How a slew of privileges earned me a Basic Income

I don’t think it’s because I am white. My online clients don’t always see my profile photos and my first name, Kamiel, doesn’t radiate whiteness unequivocally, while my inofficial surname, Choi (최) is unambiguously Korean. Though the name might play a role, I am sure there are other factors. I was once given two academic degrees, likely due to a financial and bureaucratic incentive of the Dutch universities rather than to my own merit (I was a rather lazy student who lacked the raw enthusiasm to penetrate his subjects as deeply as he could). These ‘degrees’ signal a certain intellectual wherewithal and personal ambition and goal-directedness that human resource managers like. The mere abbreviations ‘m.a.’ and ‘’ seem to signify that I have certain economically exploitable qualities. I enjoy the crude irony of the fact that these qualities, if I ever possessed them, have fully evaporated over the course of the past decade.

But there might be other privileges. I was able to buy a cheap and good laptop computer in a European country people with rubber boats desperately seek access to. I once passed some ‘tests’ to prove I understand my native Dutch language, which is spoken by some 25 million souls and considerate buying power backing up its economic relevance. I know how to navigate the Internet and write letters to win potential clients. I am a man.

All these things put together have earned me a basic income. Why do I call it a basic income when I ‘work’ for it and I don’t receive it from the government or even as a passive income through advertising? If I still have to work for it, isn’t there still a condition, a dependency?

I call it basic income for two reasons. First, because that dependency is distributed. None of my clients have any real power over me because I can just do a project for another customer. Nobody decides where I have to sit at 9am or in which country I have to reside at any given time. At any moment I can walk away from a project I am working on, without losing my income. This guarantee of personal freedom gives it the feeling of an unconditional income stream. It is there, as long as I keep my habit of doing the work.

The second and more profound reason why I call it basic income is that I find the work absolutely meaningless. I can’t discover a shred of purpose or value in what I do ‘for money’. It is a mind-numbingly ‘blank’ activity. If I start to think about it I end up hating it to a suicidal degree, so I rather don’t. Unfortunately, conventional people identify me with what I ‘do’ to ‘earn’ my income, and this bothers me a lot because my identity is merely negatively related to that labor (never say ‘has nothing to do with’ – it always has). So what is my identity? I am a rather mediocre philosopher-poet and writer of commentaries like this one. But conventional people will never call me that until somebody pays me ‘for’ it.

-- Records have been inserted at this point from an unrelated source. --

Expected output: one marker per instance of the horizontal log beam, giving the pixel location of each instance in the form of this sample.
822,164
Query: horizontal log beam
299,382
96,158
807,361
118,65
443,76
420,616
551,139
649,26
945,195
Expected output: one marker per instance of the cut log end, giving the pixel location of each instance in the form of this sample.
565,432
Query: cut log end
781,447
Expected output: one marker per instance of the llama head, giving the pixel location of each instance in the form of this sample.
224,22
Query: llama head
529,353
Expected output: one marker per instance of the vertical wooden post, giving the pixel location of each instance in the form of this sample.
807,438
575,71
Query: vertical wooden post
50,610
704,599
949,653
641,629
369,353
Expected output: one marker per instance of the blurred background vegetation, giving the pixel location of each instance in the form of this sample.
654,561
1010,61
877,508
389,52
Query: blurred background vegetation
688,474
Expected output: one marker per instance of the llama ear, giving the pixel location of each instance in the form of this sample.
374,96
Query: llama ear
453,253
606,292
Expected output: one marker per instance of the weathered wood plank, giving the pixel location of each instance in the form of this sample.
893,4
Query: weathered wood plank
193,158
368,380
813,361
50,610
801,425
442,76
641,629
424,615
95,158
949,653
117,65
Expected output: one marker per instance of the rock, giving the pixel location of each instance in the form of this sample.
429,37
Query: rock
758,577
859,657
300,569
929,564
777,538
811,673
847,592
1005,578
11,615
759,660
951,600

I am aware that others, who don’t have a white-sounding name, who weren’t born in a wealthy country with considerable buying power and a demand for translations or comparable services, who weren’t given university degrees, or who don’t have the 300 Euros to buy the Means of Production (a second hand Thinkpad x220 laptop). So I should temper my enthusiasm about this self-paid basic income. It is just an alternative, parasitic use of the slew of privileges that I was blessed, and perhaps cursed, with.